Of those homes, 49 percent were built during the “resort era” from 1960 to 1979, Schwartz explained, “when building codes were very different from what they are today,” he said.
Today in The Valley, “There aren’t that many homes being built,” one property manager said, but because of the high percentage of older condominiums in the area “there’s a lot of money being spent on updating,” he said. Most workshop attendees agreed that an even greater effort could be made to bring The Valley’s housing up to compliance.
So far, all of the Economic Vitality workshops have focused on finding solutions to a common challenge: how to attract more visitors—and in this case, potential second-home buyers—to The Valley without compromising its local character and last Thursday’s was no different. “We’re all in this together,” workshop moderator and MRVPD planning district chair Bob Ackland said last Thursday of the overlap in The Valley’s economy.
Like many other sectors, homeowner service businesses have a hard time finding and keeping qualified employees in The Valley. In almost all resort communities, “Staffing is a challenge because the real estate tends to be out of sync with the wage structure,” Ackland said.
One way that Sugarbush Resort has tried to combat this problem is by testing out a new ride-share program, in which the employee that lives farthest away in one direction is given a van and assigned with picking up and dropping off others on his or her way to and from work.
“If we can transport people here, hopefully, we can fill the positions,” one workshop attendee said, while another pointed out that that only works for larger companies with many employees.
Otherwise, the area in which workers live “is too diffuse,” one property manager said.
“We need a draw,” one property manager said of developing attractions in The Valley that will make it more appealing to second-home owners, but they have to be the right kind of attractions. “We are not, so far, willing to sell ourselves out of our lifestyle,” he said.
“We don’t want a water park,” another workshop attendee said, referring to the indoor facility at Jay Peak Resort, and others suggested The Valley could use a teen center, a mountain bike festival, a campground and a brew pub.
Ideally, people who purchase vacation homes in The Valley will have no trouble finding fun things to do when they visit. “We want them to be staying busy so they need us to mow their lawn,” one property manager explained.
One thing property managers could do, one workshop attendee proposed, is ask their clients what attractions they would like to see in The Valley. “We could send them an email with some sort of survey,” he said, explaining that – unlike other sectors – the homeowner services sector is in the favorable position of maintaining direct communication with the people that the local economy relies upon.
At the end of last Thursday’s workshop, Ackland, Schwartz and Baruzzi collected poster-size pieces of paper with all of the ideas that the attendees had discussed, to be incorporated into a final study that they’ll present to the public this fall.
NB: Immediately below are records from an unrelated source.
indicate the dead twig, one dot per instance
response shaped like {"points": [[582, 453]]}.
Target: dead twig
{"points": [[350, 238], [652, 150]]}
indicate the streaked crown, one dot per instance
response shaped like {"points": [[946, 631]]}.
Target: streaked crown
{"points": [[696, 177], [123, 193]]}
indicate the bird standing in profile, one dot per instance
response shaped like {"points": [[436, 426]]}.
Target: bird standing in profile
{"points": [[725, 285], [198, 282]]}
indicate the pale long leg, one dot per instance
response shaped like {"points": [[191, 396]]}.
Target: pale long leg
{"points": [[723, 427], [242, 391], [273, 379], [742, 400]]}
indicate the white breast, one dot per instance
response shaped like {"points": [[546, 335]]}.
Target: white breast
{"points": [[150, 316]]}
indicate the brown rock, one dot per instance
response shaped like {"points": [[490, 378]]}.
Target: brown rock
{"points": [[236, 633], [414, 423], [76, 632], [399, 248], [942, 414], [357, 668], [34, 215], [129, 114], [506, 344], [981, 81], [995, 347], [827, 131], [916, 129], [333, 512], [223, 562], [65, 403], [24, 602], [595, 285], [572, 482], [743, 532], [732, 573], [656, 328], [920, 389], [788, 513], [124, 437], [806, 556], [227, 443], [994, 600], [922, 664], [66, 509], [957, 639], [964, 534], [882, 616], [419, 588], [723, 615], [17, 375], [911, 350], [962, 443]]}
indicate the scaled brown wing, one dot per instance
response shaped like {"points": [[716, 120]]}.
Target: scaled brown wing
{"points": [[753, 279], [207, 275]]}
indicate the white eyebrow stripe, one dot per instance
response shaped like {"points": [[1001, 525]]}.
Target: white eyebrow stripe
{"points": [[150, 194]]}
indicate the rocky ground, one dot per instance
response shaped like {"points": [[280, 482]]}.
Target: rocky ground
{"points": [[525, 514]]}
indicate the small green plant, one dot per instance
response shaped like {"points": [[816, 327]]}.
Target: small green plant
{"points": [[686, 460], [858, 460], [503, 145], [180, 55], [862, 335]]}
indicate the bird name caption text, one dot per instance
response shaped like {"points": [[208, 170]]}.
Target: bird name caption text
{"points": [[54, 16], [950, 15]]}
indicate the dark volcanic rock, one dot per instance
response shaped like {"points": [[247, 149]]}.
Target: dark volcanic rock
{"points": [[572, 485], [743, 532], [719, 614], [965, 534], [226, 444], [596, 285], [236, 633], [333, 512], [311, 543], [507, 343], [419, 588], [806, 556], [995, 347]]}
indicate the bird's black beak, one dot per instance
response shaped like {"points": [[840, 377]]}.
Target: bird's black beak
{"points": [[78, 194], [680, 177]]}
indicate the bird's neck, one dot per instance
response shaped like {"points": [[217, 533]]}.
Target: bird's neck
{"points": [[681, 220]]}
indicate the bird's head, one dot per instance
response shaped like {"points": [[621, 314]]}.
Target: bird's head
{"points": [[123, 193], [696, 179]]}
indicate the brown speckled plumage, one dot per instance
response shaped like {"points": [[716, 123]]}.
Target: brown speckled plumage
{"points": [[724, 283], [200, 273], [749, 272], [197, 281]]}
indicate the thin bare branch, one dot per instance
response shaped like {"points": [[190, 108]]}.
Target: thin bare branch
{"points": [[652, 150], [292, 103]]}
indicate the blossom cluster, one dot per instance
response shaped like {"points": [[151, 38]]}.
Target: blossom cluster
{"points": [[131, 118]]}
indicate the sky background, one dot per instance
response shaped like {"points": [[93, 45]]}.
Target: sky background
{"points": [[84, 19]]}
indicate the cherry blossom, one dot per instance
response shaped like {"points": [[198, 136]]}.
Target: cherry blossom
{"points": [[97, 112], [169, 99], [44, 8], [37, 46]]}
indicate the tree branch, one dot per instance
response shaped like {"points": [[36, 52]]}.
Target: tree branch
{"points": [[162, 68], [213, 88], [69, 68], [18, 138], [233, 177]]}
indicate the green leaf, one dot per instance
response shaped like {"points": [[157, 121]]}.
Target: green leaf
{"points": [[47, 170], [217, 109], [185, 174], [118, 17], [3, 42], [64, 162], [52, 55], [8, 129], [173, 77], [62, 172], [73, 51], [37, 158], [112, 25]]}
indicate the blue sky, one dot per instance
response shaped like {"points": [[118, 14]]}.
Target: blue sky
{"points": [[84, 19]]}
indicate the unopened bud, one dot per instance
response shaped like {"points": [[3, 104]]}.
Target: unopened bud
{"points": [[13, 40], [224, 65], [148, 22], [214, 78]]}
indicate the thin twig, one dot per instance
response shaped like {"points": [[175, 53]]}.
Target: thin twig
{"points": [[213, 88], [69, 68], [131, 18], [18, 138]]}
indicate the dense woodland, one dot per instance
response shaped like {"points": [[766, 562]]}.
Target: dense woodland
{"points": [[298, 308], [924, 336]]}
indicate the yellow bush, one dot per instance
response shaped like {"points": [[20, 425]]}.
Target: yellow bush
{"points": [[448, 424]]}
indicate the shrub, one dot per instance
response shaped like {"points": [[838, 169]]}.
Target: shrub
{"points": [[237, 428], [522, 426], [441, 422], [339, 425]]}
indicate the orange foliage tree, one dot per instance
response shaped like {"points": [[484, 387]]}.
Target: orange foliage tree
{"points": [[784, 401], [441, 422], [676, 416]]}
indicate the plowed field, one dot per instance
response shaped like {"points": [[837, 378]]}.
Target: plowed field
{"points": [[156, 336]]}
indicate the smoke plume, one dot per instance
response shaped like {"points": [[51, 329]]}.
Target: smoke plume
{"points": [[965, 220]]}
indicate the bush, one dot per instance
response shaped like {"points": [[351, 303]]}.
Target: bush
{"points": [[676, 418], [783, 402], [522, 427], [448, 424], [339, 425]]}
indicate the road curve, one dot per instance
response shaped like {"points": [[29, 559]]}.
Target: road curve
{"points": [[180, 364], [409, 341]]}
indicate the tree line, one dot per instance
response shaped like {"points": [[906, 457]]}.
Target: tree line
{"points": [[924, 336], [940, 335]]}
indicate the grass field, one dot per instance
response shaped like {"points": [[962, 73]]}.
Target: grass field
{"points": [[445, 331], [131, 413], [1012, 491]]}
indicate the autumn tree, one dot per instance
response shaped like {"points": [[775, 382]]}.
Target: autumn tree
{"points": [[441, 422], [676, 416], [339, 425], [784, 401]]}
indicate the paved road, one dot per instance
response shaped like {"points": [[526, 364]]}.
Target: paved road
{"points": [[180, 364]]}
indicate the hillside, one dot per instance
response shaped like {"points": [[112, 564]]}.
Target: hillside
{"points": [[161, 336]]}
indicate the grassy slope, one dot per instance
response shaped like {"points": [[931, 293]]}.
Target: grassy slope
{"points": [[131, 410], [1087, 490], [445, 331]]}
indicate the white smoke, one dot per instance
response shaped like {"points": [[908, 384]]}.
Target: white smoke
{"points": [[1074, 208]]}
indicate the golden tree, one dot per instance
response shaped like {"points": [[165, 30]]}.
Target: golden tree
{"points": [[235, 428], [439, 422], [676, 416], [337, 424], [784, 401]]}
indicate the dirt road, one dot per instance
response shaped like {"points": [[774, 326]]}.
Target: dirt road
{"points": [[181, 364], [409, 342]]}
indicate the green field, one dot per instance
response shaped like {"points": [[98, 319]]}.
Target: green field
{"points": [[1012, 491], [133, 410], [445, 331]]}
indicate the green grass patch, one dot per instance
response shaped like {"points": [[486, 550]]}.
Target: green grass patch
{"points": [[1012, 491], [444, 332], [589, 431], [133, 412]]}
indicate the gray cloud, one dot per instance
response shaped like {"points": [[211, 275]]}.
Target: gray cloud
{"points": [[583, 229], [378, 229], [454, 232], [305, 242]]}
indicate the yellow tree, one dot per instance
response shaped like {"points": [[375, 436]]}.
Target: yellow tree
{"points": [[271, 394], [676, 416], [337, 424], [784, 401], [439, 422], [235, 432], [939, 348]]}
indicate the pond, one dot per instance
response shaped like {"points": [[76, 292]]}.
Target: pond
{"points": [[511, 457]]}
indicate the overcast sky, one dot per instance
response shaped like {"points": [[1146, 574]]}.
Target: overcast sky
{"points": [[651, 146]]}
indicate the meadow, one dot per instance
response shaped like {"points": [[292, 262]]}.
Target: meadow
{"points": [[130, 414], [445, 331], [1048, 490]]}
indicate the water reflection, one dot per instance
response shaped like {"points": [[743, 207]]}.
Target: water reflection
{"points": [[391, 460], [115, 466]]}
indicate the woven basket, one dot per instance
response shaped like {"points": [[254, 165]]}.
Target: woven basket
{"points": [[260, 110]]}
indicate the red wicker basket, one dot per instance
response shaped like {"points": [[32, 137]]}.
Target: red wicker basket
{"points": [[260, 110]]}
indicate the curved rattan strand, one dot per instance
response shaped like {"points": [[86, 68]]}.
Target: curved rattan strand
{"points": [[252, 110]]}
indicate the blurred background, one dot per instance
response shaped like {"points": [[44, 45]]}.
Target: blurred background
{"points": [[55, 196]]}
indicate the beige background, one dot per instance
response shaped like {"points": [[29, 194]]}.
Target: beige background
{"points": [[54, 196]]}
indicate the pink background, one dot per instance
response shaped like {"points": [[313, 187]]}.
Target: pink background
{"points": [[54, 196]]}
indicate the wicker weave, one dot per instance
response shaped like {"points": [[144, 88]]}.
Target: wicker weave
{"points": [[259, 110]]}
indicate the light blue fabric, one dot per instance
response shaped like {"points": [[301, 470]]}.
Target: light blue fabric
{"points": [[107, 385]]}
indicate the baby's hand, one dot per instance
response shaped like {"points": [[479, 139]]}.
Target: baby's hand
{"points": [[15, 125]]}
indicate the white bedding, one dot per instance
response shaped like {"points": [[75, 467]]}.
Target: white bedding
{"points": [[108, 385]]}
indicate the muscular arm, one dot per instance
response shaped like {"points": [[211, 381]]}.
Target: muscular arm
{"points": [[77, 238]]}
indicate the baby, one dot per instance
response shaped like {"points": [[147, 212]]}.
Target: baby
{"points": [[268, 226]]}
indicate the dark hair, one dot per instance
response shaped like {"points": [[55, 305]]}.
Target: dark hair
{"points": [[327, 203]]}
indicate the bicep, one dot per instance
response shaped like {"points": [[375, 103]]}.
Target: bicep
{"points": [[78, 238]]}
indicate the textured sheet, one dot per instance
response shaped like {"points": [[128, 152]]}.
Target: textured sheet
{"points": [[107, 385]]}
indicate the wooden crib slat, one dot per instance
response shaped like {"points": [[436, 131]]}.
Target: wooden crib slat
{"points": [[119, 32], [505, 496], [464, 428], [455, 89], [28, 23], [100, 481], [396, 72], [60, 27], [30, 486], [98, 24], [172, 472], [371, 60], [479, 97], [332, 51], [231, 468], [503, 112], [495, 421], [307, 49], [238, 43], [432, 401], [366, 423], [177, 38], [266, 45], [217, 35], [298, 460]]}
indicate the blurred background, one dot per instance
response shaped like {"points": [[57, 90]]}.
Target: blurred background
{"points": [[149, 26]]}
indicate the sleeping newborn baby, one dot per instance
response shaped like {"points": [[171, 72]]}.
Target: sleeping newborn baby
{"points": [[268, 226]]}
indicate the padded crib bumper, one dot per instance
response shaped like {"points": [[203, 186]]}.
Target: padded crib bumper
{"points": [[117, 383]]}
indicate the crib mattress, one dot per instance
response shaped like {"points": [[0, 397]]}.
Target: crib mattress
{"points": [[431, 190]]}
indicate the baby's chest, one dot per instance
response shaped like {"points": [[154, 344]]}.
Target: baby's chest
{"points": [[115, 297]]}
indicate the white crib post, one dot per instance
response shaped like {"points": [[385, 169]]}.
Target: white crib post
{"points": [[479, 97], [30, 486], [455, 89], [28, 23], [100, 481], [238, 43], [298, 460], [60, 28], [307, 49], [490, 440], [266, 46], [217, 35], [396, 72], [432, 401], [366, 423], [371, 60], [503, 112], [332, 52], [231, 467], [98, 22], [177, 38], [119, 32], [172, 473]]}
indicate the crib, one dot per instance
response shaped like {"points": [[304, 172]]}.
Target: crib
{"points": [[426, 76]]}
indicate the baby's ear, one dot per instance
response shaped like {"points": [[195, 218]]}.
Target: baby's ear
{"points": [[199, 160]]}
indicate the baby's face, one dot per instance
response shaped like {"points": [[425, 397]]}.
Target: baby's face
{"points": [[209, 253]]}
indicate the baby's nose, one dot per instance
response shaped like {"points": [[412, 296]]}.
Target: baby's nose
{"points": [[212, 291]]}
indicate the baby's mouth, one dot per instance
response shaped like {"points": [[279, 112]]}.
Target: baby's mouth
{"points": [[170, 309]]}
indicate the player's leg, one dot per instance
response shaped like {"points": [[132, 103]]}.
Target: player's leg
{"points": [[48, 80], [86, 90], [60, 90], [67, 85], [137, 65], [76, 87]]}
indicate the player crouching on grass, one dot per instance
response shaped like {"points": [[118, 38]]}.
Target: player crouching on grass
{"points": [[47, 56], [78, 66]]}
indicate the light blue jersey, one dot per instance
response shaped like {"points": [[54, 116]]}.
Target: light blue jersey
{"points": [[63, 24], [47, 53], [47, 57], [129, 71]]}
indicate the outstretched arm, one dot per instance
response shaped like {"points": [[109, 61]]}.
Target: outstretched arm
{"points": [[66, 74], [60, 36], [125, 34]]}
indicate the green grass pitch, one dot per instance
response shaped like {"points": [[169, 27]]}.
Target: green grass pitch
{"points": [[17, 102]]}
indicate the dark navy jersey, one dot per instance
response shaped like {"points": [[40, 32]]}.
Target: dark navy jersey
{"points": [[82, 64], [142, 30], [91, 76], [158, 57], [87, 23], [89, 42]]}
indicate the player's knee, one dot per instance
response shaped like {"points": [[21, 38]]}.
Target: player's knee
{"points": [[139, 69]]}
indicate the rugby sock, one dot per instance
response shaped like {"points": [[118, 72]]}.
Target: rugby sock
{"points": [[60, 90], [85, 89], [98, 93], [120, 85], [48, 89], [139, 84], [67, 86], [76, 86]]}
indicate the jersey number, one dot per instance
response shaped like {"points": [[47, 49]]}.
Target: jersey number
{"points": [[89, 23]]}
They also collected feedback on the format of the workshop itself.
“I’d like to see more people here,” one property manager said. While Baruzzi explained that the workshops were designed to be small so as to encourage active participation, only about 12 people in the very large homeowner services sector attended last Thursday’s workshop, which was designed for 20 people.
The next Economic Vitality workshop in the series is for the professional and technical services sector. It will take place Thursday, August 13, at The Inn at Round Barn Farm from 3 to 5:30 p.m.